Matthew Riley

University of Birmingham

Despite the syntactic innovations of radical romanticism and modernism, a succession of post-classical musical practices dominated nineteenth-century popular style and popular taste and continue to shape everyday western musical experience to the present. This paper formalizes Peter van der Merwe’s percipient identification of ‘parlour modes’ in nineteenth-century music. The music based on these ‘modes’ emerged at the end of the eighteenth century in triple-metre dances that succeeded the minuet. Its syntax was transmitted via the Viennese waltz to many other musical genres that were not typically in triple metre, including marching-band music, operetta, the drawing-room ballad and the songs of the music hall. Interplay between the music of parlour modes and nineteenth-century art music was constant.

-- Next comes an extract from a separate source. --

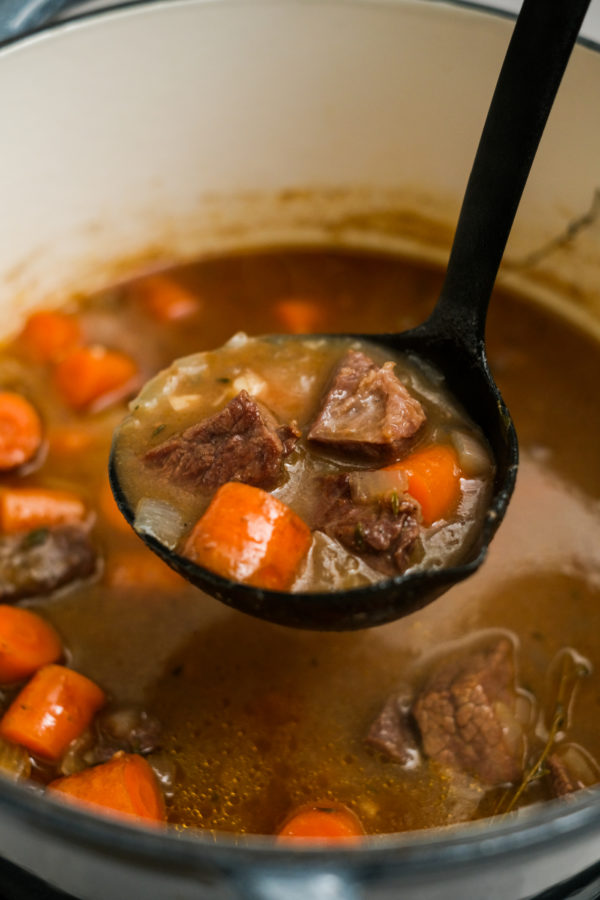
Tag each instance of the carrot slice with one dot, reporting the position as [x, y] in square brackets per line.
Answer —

This mutual influence came to define a broad and resilient musical ‘middlebrow’ on precise syntactic terms, to which popular musicians have returned time and again down to the present.

This paper traces transformations of eighteenth-century formal functions and galant schemata in the Viennese waltz. Adaptations to late eighteenth-century syntax include compound duple metre relative to classical tight-knit theme structures; and upper-third melodic doubling relative to galant schemata. The models on which the ‘beginnings’ and ‘ends’ of Classical themes are based can support independent waltz sections, with a ‘big IV’ underlined in hyper-metrically regular expanded cadential progressions. However a sense of classical thematic ‘completeness’ is usually maintained in the end. Examples are drawn from music by Mozart, Beethoven, Lanner, Strauss Snr and Chopin.



Matthew Riley’s research and teaching covers music theory and analysis, Classical instrumental music, nineteenth-century music history and British music c. 1900.